Trading double tops and double bottoms can be simple and very profitable. You only need a few tools in your trading arsenal to do this and it works across all time frames.
Both the double top and the double bottom are an indication of an upcoming trend reversal and buy/sell exhaustion. These patterns are very easy to spot on a price chart.
Why Do Double Tops & Double Bottoms Work?
Understanding the psychology behind any price pattern will give you more confidence in trading that specific pattern. The double top and double bottom use psychology in trading because you can see when other traders are in emotional and financial pain.
A double top/bottom works because traders wait for proof that a support or resistance level is holding before they execute a trade. After the double top or double bottom pattern has been formed, it becomes more clear for everyone that a support or resistance level has formed, and thus they are willing to devote their trading capital to a trade.

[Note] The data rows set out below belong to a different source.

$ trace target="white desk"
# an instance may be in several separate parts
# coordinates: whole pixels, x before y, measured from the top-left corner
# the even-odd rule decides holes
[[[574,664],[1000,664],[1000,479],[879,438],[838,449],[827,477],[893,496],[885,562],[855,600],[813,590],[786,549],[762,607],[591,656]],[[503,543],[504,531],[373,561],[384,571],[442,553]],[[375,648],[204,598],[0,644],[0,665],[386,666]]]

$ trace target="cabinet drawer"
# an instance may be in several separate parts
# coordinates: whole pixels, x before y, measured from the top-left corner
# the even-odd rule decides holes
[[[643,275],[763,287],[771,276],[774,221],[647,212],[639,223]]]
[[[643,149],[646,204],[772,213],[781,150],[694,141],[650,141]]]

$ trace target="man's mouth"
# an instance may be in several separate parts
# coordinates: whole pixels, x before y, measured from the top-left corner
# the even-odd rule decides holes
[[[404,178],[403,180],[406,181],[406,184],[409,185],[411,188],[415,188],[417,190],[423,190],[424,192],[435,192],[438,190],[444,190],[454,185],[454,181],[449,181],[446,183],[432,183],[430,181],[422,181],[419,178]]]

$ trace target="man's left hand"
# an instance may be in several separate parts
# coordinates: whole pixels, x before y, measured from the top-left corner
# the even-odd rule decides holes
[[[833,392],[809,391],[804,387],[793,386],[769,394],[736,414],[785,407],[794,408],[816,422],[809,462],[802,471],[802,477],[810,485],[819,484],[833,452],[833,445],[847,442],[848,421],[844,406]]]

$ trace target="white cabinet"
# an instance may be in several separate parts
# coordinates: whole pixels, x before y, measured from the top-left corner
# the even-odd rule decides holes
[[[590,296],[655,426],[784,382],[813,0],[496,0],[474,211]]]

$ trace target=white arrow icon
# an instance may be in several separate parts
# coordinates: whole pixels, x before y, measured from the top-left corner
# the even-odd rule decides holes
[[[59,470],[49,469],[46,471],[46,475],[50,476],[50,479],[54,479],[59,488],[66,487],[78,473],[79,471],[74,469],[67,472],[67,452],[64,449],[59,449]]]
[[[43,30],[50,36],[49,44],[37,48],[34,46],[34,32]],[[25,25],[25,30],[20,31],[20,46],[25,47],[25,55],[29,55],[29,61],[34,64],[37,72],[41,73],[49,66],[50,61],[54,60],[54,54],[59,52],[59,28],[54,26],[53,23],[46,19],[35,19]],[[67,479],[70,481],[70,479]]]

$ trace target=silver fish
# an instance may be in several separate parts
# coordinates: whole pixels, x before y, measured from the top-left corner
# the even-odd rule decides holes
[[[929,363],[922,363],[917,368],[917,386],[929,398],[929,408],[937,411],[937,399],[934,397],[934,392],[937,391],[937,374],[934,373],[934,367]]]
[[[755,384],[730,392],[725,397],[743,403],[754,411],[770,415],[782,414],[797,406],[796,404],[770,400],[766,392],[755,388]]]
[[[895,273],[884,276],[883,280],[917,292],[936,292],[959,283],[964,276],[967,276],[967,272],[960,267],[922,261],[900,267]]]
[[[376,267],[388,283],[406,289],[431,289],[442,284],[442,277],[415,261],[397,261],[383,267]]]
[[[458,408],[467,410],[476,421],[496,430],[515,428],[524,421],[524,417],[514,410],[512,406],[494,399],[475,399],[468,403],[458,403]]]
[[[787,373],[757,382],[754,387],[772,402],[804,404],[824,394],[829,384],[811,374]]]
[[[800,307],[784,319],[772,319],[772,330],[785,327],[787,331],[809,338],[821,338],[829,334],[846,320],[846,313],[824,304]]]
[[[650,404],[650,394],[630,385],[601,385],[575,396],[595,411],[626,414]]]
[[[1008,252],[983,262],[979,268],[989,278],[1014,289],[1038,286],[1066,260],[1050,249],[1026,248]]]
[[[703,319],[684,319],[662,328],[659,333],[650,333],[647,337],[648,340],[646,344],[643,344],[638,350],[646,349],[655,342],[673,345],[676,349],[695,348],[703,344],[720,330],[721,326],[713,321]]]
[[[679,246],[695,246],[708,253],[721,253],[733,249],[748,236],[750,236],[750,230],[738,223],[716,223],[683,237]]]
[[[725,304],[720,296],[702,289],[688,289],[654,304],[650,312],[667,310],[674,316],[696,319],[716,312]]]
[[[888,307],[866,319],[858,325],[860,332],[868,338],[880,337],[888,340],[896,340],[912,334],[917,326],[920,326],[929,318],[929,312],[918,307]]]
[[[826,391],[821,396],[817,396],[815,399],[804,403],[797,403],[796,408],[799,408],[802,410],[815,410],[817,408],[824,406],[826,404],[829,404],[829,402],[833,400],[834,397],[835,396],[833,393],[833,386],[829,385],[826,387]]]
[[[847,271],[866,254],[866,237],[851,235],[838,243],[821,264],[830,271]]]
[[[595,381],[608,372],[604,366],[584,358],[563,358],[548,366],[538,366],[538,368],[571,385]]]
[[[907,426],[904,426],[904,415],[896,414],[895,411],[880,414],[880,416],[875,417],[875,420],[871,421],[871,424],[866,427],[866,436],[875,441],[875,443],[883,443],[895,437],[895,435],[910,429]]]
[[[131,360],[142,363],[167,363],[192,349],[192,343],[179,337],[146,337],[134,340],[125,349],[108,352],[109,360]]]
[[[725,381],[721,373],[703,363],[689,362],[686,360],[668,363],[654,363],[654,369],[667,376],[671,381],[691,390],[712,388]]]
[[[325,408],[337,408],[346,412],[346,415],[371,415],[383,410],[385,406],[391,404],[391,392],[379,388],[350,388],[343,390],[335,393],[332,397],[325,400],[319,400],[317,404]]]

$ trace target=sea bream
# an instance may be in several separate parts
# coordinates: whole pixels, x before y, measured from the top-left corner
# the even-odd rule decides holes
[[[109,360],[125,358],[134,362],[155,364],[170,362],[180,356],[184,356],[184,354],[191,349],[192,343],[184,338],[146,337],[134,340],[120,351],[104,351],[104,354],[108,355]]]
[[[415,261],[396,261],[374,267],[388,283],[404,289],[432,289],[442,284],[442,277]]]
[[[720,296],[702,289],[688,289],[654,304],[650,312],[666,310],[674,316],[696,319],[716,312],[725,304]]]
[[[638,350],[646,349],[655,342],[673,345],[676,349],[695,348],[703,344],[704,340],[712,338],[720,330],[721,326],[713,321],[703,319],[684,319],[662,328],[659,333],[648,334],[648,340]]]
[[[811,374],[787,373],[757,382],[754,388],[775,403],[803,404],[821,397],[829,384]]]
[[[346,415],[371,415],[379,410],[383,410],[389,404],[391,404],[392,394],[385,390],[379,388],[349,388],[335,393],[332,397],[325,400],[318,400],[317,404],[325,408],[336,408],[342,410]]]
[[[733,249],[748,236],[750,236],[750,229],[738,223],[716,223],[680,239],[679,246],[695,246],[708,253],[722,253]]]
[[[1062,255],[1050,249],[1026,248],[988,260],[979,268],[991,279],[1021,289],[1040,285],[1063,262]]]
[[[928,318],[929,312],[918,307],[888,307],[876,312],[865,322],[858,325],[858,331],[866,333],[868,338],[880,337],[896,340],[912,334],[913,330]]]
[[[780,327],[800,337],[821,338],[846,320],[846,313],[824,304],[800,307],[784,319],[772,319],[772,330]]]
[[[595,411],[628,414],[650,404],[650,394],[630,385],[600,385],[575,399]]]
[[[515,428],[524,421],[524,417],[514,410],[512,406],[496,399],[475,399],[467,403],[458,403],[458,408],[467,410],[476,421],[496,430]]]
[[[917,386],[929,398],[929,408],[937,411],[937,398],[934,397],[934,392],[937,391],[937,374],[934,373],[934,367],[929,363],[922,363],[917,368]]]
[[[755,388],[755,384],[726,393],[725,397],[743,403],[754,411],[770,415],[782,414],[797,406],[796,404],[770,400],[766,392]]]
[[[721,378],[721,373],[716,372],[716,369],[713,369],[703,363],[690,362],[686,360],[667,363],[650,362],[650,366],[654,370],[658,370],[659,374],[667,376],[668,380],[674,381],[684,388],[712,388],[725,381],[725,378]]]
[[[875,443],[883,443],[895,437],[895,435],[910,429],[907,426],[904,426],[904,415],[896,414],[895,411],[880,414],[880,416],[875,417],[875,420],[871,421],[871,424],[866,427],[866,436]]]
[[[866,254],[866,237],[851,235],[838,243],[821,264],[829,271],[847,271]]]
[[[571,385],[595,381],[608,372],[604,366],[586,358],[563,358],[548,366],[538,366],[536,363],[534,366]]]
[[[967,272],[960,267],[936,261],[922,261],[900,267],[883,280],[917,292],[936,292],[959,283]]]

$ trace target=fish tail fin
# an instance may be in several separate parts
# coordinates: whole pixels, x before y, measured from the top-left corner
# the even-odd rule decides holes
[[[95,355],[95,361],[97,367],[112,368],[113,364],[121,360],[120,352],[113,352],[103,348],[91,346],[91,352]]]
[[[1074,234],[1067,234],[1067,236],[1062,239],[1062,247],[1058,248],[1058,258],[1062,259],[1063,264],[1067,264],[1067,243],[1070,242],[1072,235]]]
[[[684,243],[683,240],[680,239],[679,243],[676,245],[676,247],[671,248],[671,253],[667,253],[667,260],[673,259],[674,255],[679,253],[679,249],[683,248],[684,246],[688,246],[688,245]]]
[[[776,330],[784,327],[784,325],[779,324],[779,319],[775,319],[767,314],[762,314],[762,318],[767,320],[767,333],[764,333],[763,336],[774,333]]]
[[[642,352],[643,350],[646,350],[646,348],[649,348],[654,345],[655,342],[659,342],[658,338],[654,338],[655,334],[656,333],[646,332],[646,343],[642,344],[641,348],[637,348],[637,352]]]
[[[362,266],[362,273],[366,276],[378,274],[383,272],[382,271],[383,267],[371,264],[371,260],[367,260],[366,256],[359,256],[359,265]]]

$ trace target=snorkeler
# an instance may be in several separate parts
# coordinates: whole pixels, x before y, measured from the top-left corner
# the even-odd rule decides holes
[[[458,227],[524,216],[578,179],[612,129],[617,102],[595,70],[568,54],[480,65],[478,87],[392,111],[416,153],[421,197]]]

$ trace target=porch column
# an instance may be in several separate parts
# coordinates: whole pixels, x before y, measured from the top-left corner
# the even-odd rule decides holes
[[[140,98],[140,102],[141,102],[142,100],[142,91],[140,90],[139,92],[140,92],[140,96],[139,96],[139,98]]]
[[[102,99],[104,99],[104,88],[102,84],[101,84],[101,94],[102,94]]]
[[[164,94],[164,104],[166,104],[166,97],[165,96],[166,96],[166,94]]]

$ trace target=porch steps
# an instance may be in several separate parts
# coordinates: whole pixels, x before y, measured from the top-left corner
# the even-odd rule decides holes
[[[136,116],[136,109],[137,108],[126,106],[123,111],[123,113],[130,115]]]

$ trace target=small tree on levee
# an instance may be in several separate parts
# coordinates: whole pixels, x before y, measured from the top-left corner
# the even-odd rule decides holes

What is a Double Bottom Pattern?
A double bottom is a bullish reversal pattern that develops around an important support level. This pattern will help you catch the beginning of a new bullish trend. This pattern happens frequently, it is easy to identify, and is seen in all currency pairs.
The double bottom pattern begins with a downtrend that creates lower lows. But prices then retrace upwards, which creates the first bottom. After the retracement, the price moves lower again and retests the first bottom at exactly the same price level or within 2-4 pips of the first bottom.
How to Trade a Double Bottom Pattern?
A long trade is triggered either as soon as we break above resistance or on a pullback. If the price breaks above the resistance line, as is typical in chart patterns, a past resistance level that was broken becomes a new support and the prices are expected to move higher.
A protective stop loss is usually placed below the double bottom. For a valid double bottom pattern to be confirmed, the difference between the lowest bottom and resistance level should be at least 10%.
What is a Double Top Pattern?
A double top is a bearish reversal pattern which forms after a strong move upwards. It appears as two consecutive peaks with approximately the same price. This pattern will help you to catch the beginning of a new bearish trend.
The first set in confirming this pattern is to have an established bullish trend prior to the double top. This is important because otherwise, the double top would probably just be two equal highs in a ranging market. In addition, the double top pattern is a reversal pattern, meaning that it has to have a prior trend to reverse.
Secondly requirement. We need a peak followed by a pullback to form a support level.
Lastly, after the first retracement, we need to see a retest of the first peak at exactly the same price level or within 2-4 pips of the first bottom. All this before it reacts to a power price lower again.
How to Trade A Double Top Pattern?
A short trade should be triggered either as soon as we break below the support or on a pullback. Only do this after the support level has been broken, and the double top pattern has been confirmed. A protective stop loss order is usually placed above the double top pattern.
The double top and double bottom pattern are the most effective reversal patterns to trade, and they are very easy to spot on a price chart. And they appear frequently. It is wise to only trade the ones that fit a proper market context.
The double top and double bottom patterns quite often will provide you with great trading opportunities in terms of the risk-reward ratio. This will ensure that your losses are always smaller than your winners.